Brown eyes are thought of as dominant over other colors.
When a baby is born and he or she continues to develop, parents often look at their child’s eyes to see if they are turning blue, brown, gray, green or hazel. However, eye color is an attribute that is highly dependent on a child’s genetic composition, to which both parents contribute. The genes can be mixed and be influenced by different factors but even now, in this modern age, explanations for eye color are incomplete.
Eye Color Development
The iris is the part of your eye that is colored.
Doctors and researchers believe that eye color originates from three genes. Among these genes, one is currently not fully understood. The other two genes account for the typical and most common eye colors including blue, green and brown. Others like hazel, gray and other combinations are a product of the third gene, and are not fully explicable as of yet. People say that brown eye color is dominant, and blue is thought of as recessive. The exact mechanism of eye color is not clear, and requires further study.
Eye color is determined by our DNA passed on from our parents.
Researchers from the Netherlands announced that through the use of sophisticated DNA analysis they can determine the eye color of adults with 90 percent accuracy. The researchers also mentioned that they were gathering new understanding of genetics and eye color, and were honing in on the ability to predict with more accuracy even combinational eye colors.
Eye color is said to change during the first few years of life of a baby. Most babies are born with blue eyes because of the absence of melanin. Melanin is the pigment responsible for the coloring of our eyes, skin and hair as we get older.
Typically, if both parents have brown eyes, the likelihood of their children to acquire the same eye color is high. More often than not, darker colors dominate, like brown dominating green and green winning over blue. However, it is also possible for a child to have a completely different eye color than either parent.
Sometimes babies are born with two different colored irises, which may be because of a problem with melanin distribution and transport. Other reasons include trauma to the baby during pregnancy, inflammation and hyper pigmentation of the iris or benign genetic disorder.
Most babies are born with blue eyes that change over time to a different color.
Why Does Eye Color Change?
The iris expands or contract to control pupil size. The pupil dilates (enlarges) when exposed to darker areas, and it constricts (shrinks) when in a brighter environment or when the eye focuses on near objects.
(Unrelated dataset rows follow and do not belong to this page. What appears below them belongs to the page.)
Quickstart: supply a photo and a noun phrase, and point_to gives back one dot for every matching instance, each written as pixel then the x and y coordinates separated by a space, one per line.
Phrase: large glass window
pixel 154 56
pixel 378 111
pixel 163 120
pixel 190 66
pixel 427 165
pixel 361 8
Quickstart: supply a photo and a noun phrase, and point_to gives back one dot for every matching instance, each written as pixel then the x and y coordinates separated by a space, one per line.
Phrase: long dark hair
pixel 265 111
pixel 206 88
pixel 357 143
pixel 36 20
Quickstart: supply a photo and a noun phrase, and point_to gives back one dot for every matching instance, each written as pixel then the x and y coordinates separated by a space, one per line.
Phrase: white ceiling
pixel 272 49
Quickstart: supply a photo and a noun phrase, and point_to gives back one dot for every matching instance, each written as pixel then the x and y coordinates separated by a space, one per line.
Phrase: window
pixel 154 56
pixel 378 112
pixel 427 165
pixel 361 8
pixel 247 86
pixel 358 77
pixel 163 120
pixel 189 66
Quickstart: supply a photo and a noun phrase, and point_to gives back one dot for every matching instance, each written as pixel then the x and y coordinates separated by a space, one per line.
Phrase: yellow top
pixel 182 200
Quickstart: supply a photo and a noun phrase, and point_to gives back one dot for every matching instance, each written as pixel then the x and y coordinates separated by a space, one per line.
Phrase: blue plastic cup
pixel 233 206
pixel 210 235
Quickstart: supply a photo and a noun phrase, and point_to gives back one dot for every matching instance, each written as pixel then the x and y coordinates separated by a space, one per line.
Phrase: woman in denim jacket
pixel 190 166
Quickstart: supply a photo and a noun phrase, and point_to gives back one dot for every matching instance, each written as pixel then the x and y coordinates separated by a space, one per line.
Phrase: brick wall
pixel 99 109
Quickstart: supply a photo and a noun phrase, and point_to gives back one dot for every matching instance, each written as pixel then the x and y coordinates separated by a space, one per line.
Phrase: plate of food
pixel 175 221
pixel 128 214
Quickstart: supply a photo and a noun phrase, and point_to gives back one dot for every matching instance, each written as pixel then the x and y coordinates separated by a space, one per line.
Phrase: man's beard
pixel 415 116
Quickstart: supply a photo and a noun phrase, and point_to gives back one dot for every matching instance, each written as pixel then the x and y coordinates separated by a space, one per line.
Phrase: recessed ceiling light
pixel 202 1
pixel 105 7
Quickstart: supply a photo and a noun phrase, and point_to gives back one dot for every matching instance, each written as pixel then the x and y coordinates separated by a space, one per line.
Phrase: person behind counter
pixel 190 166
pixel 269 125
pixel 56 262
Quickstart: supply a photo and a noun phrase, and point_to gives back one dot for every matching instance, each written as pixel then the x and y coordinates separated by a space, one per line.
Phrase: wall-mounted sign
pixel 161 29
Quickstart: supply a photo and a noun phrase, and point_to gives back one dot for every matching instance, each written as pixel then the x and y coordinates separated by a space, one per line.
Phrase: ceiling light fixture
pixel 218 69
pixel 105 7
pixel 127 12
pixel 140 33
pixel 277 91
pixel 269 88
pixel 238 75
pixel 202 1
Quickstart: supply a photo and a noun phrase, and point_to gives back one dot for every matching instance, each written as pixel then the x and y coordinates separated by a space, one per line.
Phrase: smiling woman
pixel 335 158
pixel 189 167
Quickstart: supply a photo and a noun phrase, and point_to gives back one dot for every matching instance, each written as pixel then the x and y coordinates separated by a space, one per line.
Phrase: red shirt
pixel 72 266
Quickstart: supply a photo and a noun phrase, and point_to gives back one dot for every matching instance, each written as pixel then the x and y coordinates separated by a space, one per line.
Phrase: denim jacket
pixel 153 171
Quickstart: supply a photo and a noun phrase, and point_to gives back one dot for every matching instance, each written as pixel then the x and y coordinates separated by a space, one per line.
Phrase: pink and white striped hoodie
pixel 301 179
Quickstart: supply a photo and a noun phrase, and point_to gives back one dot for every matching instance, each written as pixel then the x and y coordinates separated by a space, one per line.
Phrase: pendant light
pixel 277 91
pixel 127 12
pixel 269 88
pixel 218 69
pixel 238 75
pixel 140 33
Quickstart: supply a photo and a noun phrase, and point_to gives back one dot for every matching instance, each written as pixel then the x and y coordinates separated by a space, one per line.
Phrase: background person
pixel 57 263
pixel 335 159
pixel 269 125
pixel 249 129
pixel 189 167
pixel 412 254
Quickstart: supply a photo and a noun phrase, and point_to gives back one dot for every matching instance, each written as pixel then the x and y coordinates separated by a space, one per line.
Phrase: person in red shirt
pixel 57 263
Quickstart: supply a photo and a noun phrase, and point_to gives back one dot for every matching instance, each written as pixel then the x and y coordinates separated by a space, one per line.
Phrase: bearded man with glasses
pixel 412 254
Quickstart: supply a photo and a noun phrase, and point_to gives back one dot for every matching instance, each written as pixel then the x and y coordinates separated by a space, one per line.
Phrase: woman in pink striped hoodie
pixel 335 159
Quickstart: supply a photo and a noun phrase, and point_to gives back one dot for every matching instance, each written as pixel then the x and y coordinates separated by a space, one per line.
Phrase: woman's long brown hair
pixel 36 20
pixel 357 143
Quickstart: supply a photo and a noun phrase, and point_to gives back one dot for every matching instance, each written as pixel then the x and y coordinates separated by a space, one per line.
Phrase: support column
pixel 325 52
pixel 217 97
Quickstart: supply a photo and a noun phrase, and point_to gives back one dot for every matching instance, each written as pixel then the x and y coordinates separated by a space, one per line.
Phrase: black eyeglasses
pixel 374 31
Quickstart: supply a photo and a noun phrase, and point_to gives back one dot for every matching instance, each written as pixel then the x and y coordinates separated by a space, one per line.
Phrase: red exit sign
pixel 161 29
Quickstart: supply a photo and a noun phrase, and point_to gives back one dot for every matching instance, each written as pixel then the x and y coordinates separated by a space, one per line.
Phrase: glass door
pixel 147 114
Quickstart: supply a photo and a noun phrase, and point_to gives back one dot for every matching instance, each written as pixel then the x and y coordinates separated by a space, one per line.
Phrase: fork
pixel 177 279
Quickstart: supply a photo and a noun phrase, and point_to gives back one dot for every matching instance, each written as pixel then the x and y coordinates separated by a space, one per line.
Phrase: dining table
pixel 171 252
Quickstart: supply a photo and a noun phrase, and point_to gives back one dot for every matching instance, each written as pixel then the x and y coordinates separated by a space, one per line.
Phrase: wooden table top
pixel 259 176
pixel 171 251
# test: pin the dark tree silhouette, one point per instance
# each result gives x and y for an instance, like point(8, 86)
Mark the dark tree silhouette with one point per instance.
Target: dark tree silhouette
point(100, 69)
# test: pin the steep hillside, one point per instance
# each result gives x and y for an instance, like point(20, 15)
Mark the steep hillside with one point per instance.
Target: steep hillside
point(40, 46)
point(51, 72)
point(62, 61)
The eye color may change slightly because of either compression or decompression of the iris as the pupil changes in size.
An individual’s emotional response can also affect the color of the iris. The phenomenon is inexplicable but anecdotal evidences suggest that when people are happy and optimistic, the iris tends to be darker.
Age can alter eye color, too. About 10 to 15 percent of Caucasians have observed a change in their eye color over the years. The change is relative to all; some may have darker eyes, others may develop a lighter color with age.
However, if you notice that your eye color is dramatically changing, called heterochromia, it is very important to immediately see your primary care provider. Remember, eye color can be a symptom of different diseases, including pigmentary glaucoma, Horner’s syndrome and iridocyclitis.
There may be a lot of pivotal questions regarding the matter of eye color, but, in a nutshell, each individual is unique and beautiful no matter what color your eyes are. And for those that are unhappy with their eye color, colored contact lenses are available. Just remember that you have to have a doctor’s prescription in order to purchase these lenses, because they are a medical device and the use should be monitored by an eye doctor. Use caution when purchasing lenses off the Internet and never swap lenses with friends!